Efficacy of emotion-regulating improvisational music therapy to reduce depressive symptoms in young adult students: A multiple-case study design
Introduction
Depression is the most prevalent mental illness worldwide (Vos et al., 2015) and is often a seriously impairing condition (Kessler et al., 2009). It can be viewed as an emotion regulation disorder that impairs the capacity to label and identify affective states (Compare, Zarbo, Shonin, Van Gordon, & Marconi, 2014). Difficulties with emotion regulation are considered to be an important risk factor for the development of depression (Berking, Wirtz, Svaldi, & Hofmann, 2014). Indeed, people who experience depressive symptoms, also tend to experience difficulties in regulating their unpleasant emotional state (Herwig et al., 2018) and show a decrease in positive affect (Joormann & Stanton, 2016).
Young adults are at increased risk of developing depression with a peak rate of onset from 18 to 25 years (Breedvelt et al., 2018) and evidence suggests that the prevalence of depression amongst young adults is high (Barker, Beresford, Bland, & Fraser, 2019). Young adult students face many stressors that can adversely affect their academic performance (Andrews & Wilding, 2004), hence depression represents a significant health concern for universities with up to a third of students affected at any one time (Ibrahim, Kelly, Adams, & Glazebrook, 2013). As such, more attention should be given to the prevention of depression in university settings (Aalbers et al., 2019; Ibrahim et al., 2013).
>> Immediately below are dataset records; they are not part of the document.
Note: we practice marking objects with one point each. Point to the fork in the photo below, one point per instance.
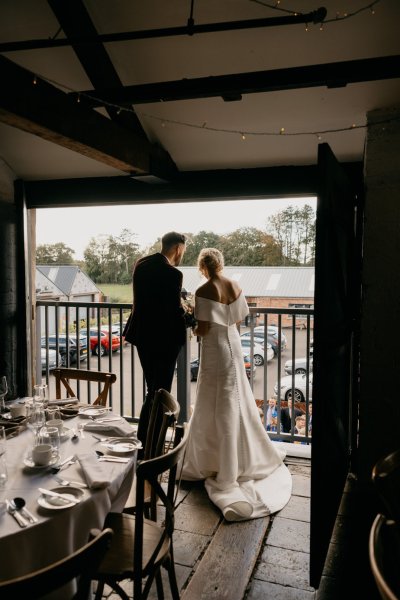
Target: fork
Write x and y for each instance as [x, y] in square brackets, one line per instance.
[62, 481]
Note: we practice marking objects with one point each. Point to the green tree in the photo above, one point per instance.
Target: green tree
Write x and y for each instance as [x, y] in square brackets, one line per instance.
[203, 239]
[110, 259]
[59, 253]
[251, 247]
[294, 231]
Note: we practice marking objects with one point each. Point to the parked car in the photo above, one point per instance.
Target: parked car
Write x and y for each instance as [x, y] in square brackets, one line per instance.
[103, 346]
[300, 365]
[259, 350]
[300, 382]
[73, 347]
[272, 337]
[52, 359]
[194, 367]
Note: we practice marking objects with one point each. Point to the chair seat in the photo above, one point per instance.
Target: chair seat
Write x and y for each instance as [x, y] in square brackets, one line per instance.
[118, 561]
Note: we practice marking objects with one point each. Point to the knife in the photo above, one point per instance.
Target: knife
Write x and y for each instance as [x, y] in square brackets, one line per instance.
[13, 512]
[57, 495]
[113, 459]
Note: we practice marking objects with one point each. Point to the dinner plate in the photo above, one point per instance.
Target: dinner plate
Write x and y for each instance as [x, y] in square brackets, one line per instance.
[54, 504]
[121, 446]
[65, 433]
[28, 462]
[93, 411]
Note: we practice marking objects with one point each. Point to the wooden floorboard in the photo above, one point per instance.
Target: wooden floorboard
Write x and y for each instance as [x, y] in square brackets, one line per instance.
[227, 564]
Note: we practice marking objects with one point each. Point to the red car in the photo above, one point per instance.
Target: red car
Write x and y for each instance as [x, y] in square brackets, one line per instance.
[104, 346]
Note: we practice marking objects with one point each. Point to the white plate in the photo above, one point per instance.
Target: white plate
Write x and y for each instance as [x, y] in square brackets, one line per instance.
[28, 462]
[52, 504]
[65, 433]
[93, 412]
[121, 446]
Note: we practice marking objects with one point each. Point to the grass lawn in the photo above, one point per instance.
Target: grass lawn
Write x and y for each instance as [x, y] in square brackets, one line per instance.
[116, 292]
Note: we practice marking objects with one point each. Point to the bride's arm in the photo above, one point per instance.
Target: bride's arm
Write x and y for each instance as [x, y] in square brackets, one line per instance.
[202, 328]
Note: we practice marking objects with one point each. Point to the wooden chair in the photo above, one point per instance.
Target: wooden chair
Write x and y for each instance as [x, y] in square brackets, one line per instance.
[141, 546]
[163, 418]
[63, 375]
[384, 557]
[80, 565]
[386, 479]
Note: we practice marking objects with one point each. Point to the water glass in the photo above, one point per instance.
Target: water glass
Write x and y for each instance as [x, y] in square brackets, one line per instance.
[3, 462]
[36, 419]
[3, 393]
[51, 435]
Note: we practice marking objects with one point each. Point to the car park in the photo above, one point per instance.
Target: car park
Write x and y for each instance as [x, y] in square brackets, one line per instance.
[258, 351]
[73, 347]
[299, 388]
[272, 337]
[194, 367]
[52, 362]
[99, 341]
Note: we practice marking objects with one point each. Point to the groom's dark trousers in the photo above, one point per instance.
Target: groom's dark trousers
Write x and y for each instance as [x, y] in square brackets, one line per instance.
[156, 326]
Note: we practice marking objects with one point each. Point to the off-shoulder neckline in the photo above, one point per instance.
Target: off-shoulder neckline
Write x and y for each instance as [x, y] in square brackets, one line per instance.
[217, 301]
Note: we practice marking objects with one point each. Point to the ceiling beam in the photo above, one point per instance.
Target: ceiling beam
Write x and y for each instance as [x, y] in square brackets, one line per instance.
[230, 87]
[316, 16]
[43, 110]
[188, 186]
[76, 23]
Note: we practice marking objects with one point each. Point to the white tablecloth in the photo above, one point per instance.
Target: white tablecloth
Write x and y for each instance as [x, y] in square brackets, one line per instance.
[58, 532]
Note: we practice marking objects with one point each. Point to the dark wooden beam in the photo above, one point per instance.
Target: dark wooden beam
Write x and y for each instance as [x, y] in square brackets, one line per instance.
[187, 187]
[233, 86]
[316, 16]
[76, 23]
[45, 111]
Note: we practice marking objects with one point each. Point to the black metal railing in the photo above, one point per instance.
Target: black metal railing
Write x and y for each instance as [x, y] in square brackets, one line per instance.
[74, 330]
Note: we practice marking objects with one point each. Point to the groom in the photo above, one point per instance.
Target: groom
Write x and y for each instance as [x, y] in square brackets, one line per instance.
[157, 326]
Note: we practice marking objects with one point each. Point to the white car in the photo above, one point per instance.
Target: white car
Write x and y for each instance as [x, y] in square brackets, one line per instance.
[300, 383]
[300, 365]
[258, 351]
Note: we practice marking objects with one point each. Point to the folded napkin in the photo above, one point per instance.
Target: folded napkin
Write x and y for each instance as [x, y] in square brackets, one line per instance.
[95, 473]
[118, 428]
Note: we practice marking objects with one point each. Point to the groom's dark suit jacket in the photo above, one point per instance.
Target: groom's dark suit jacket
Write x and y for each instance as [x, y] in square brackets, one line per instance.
[157, 312]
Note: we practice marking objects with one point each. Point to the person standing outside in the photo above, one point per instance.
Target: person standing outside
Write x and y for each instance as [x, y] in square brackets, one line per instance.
[157, 325]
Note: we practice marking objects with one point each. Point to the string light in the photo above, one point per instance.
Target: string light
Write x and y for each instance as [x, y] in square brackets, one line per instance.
[204, 125]
[338, 17]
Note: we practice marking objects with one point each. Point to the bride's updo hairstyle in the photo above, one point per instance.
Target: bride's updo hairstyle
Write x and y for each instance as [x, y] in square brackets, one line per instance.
[210, 261]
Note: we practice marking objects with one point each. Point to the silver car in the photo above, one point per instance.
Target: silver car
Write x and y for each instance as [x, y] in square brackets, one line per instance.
[300, 384]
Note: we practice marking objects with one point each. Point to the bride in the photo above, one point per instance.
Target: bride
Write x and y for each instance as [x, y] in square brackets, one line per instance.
[227, 446]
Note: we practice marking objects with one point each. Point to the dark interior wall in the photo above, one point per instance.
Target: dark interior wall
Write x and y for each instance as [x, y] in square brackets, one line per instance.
[379, 408]
[8, 280]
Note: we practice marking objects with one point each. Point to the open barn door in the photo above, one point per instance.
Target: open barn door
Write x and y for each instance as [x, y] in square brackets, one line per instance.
[337, 297]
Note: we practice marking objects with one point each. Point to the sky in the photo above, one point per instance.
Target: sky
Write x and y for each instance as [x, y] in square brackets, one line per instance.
[76, 226]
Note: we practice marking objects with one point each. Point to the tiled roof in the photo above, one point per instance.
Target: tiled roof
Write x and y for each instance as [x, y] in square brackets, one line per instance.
[63, 276]
[280, 282]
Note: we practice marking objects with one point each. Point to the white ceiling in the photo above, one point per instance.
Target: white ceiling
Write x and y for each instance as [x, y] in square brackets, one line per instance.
[207, 133]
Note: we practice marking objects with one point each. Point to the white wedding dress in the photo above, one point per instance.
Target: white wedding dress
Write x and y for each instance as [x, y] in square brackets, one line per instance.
[227, 446]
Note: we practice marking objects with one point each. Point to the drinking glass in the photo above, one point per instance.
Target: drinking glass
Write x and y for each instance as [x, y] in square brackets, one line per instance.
[40, 393]
[51, 435]
[36, 419]
[3, 464]
[3, 393]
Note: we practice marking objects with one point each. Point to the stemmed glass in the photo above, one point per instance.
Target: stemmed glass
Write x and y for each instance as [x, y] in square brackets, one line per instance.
[3, 393]
[36, 419]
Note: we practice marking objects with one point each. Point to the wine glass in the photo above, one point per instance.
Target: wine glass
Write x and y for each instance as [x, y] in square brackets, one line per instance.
[36, 419]
[3, 393]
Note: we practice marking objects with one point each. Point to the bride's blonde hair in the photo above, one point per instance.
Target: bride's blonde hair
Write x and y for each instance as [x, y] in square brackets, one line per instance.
[210, 260]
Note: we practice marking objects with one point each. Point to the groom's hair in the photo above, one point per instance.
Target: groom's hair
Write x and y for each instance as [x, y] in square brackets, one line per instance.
[172, 238]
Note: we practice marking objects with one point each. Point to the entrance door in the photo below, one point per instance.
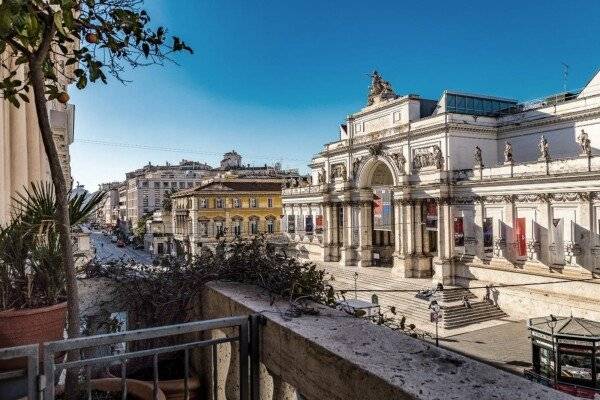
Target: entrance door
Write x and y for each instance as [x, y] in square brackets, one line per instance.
[521, 240]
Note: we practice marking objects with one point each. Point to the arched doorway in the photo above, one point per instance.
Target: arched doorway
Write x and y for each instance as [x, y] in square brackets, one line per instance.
[377, 176]
[382, 224]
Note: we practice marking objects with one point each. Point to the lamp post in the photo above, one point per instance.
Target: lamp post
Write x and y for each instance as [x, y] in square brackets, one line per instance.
[551, 321]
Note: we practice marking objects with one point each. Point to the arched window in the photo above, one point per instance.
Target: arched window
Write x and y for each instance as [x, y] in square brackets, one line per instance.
[270, 224]
[253, 224]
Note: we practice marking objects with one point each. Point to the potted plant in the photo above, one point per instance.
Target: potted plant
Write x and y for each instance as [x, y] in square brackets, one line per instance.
[32, 275]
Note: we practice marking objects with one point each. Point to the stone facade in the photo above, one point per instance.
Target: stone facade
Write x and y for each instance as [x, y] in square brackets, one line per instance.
[22, 156]
[146, 187]
[225, 208]
[464, 189]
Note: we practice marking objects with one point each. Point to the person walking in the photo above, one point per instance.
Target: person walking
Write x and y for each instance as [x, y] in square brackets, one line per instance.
[466, 302]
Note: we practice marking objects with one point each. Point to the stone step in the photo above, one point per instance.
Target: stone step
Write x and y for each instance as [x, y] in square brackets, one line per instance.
[472, 313]
[402, 297]
[470, 321]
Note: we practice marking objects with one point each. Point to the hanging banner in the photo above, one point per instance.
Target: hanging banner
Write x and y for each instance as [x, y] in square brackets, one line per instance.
[382, 210]
[459, 234]
[557, 248]
[319, 224]
[291, 224]
[488, 232]
[431, 217]
[308, 223]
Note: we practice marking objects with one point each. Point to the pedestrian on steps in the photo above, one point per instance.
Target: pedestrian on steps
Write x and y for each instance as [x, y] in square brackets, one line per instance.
[466, 302]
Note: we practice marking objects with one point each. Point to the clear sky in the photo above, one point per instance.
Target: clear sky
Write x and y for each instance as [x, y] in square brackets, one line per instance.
[273, 79]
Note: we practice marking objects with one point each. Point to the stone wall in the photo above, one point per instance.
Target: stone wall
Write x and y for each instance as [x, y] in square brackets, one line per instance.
[335, 356]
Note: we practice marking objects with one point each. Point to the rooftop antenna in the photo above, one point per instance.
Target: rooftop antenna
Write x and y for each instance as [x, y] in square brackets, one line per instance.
[565, 75]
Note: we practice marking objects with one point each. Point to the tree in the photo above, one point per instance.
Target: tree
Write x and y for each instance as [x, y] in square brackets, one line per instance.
[46, 44]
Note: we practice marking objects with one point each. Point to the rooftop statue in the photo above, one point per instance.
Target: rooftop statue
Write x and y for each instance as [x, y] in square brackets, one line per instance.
[585, 143]
[477, 159]
[508, 152]
[379, 89]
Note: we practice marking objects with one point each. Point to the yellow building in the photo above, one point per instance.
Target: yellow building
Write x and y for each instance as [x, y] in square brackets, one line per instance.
[225, 207]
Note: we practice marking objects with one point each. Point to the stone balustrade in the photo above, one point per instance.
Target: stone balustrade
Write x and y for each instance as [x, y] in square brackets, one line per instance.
[537, 168]
[335, 356]
[312, 189]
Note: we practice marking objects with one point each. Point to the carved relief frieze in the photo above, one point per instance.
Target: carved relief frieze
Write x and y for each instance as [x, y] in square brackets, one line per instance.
[528, 198]
[339, 171]
[462, 200]
[400, 161]
[564, 197]
[430, 156]
[376, 149]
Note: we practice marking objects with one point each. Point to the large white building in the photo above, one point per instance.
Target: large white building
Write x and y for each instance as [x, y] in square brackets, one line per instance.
[467, 190]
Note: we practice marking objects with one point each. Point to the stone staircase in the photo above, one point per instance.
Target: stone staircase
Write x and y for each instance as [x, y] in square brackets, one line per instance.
[454, 314]
[457, 315]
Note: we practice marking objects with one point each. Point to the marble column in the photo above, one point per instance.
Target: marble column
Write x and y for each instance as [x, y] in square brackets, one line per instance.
[348, 247]
[509, 234]
[583, 233]
[545, 231]
[442, 264]
[365, 233]
[478, 217]
[400, 261]
[421, 265]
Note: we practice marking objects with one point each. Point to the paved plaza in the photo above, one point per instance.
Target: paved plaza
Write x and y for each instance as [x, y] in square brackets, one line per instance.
[502, 342]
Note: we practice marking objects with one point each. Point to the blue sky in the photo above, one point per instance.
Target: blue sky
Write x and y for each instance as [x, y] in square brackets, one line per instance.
[273, 79]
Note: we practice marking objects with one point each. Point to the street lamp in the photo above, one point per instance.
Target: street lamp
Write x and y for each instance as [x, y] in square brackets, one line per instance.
[551, 321]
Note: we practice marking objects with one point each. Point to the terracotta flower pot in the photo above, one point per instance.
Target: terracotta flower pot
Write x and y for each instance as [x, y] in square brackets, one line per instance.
[174, 389]
[29, 326]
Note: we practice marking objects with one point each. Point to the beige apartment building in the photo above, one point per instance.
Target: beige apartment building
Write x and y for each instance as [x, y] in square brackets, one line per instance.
[108, 210]
[145, 188]
[22, 156]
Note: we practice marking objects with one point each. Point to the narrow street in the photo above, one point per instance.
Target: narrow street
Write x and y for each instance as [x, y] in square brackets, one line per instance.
[107, 251]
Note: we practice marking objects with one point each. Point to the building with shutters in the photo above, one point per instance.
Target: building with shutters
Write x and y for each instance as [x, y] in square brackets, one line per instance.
[226, 207]
[466, 190]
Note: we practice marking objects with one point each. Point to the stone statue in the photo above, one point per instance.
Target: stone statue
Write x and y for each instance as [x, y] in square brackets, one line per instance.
[585, 143]
[508, 152]
[339, 171]
[379, 89]
[344, 171]
[321, 177]
[477, 160]
[437, 157]
[543, 147]
[400, 161]
[355, 166]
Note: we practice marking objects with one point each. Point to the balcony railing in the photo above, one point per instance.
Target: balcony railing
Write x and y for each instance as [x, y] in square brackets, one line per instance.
[97, 354]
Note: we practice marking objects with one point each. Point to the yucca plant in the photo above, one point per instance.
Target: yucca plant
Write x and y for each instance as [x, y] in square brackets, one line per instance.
[32, 272]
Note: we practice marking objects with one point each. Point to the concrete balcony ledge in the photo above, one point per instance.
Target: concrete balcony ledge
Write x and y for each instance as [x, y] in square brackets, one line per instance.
[335, 356]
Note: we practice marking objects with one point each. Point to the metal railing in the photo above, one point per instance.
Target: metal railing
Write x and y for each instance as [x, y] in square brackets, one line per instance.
[94, 357]
[31, 354]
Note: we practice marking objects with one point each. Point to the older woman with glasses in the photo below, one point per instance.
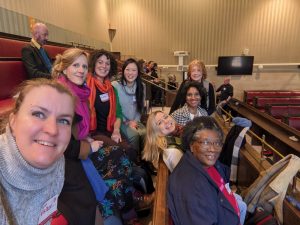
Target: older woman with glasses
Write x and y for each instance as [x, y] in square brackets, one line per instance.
[198, 189]
[195, 102]
[158, 140]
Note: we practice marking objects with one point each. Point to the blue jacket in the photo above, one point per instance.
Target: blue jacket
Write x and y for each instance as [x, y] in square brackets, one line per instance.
[194, 198]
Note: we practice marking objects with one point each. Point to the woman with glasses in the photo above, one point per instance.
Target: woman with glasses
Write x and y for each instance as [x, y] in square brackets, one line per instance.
[195, 101]
[132, 93]
[196, 72]
[198, 189]
[158, 140]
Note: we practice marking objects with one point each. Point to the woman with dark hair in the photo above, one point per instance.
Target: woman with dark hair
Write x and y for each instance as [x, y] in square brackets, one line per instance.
[132, 100]
[198, 189]
[106, 118]
[196, 72]
[195, 98]
[106, 112]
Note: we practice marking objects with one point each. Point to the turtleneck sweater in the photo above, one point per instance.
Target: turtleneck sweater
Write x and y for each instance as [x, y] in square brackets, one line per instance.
[24, 189]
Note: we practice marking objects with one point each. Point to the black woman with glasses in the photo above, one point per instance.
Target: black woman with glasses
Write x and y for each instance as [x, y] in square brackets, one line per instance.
[195, 103]
[198, 189]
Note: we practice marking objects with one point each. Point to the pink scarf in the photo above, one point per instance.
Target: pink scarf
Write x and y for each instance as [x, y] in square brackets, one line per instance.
[82, 94]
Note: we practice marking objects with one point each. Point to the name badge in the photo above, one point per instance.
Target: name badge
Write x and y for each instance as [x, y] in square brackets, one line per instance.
[228, 188]
[104, 97]
[48, 210]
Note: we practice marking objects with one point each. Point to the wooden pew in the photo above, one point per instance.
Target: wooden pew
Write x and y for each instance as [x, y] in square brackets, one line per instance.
[261, 102]
[250, 94]
[160, 209]
[292, 121]
[277, 111]
[12, 70]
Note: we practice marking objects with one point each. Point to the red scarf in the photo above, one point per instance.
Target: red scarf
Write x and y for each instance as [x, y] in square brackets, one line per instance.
[104, 87]
[214, 174]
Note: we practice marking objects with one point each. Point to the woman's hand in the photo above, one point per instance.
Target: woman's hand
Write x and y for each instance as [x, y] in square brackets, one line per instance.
[116, 136]
[95, 145]
[133, 124]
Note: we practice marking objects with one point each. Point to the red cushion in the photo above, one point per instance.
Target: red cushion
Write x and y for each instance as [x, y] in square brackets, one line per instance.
[12, 73]
[6, 105]
[294, 122]
[11, 48]
[54, 50]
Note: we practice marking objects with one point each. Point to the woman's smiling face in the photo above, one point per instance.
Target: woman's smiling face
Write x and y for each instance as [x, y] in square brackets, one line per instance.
[42, 125]
[165, 123]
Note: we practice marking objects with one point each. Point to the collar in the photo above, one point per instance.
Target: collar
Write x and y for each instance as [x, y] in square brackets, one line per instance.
[35, 43]
[18, 173]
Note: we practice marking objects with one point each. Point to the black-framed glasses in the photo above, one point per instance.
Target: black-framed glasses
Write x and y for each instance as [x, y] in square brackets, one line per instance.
[190, 95]
[164, 118]
[206, 144]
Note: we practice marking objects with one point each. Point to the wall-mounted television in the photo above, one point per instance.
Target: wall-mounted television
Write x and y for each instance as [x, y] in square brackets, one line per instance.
[235, 65]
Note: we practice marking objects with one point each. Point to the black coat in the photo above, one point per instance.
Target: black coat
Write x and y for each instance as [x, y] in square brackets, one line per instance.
[194, 198]
[34, 62]
[77, 201]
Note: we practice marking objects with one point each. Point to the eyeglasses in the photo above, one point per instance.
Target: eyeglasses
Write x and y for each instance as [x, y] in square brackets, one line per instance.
[159, 122]
[189, 95]
[206, 144]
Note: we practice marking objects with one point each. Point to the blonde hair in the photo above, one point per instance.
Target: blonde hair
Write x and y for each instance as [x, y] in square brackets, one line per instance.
[155, 143]
[199, 64]
[63, 61]
[24, 88]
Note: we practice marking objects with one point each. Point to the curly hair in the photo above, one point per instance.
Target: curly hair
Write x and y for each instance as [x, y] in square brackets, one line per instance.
[95, 56]
[24, 88]
[199, 64]
[63, 61]
[153, 140]
[190, 130]
[139, 94]
[201, 90]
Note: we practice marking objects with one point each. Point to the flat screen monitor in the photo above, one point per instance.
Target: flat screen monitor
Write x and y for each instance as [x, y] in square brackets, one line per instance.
[235, 65]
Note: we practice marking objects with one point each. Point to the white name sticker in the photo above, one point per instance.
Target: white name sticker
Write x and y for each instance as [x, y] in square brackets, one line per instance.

Indicated prevention is delivered to those at risk for mental illness who may experience signs of mental health problems that have not yet developed into diagnosable clinical conditions (Conley, Shapiro, Kirsch, & Durlak, 2017). Common indicated preventive programmes for young adult students are often based on cognitive therapy (Breedvelt et al., 2018; Conley et al., 2017). However, some students may have problems expressing their thoughts and feelings verbally and so the examination of other preventive interventions, such music therapy are indicated (Aalbers et al., 2019).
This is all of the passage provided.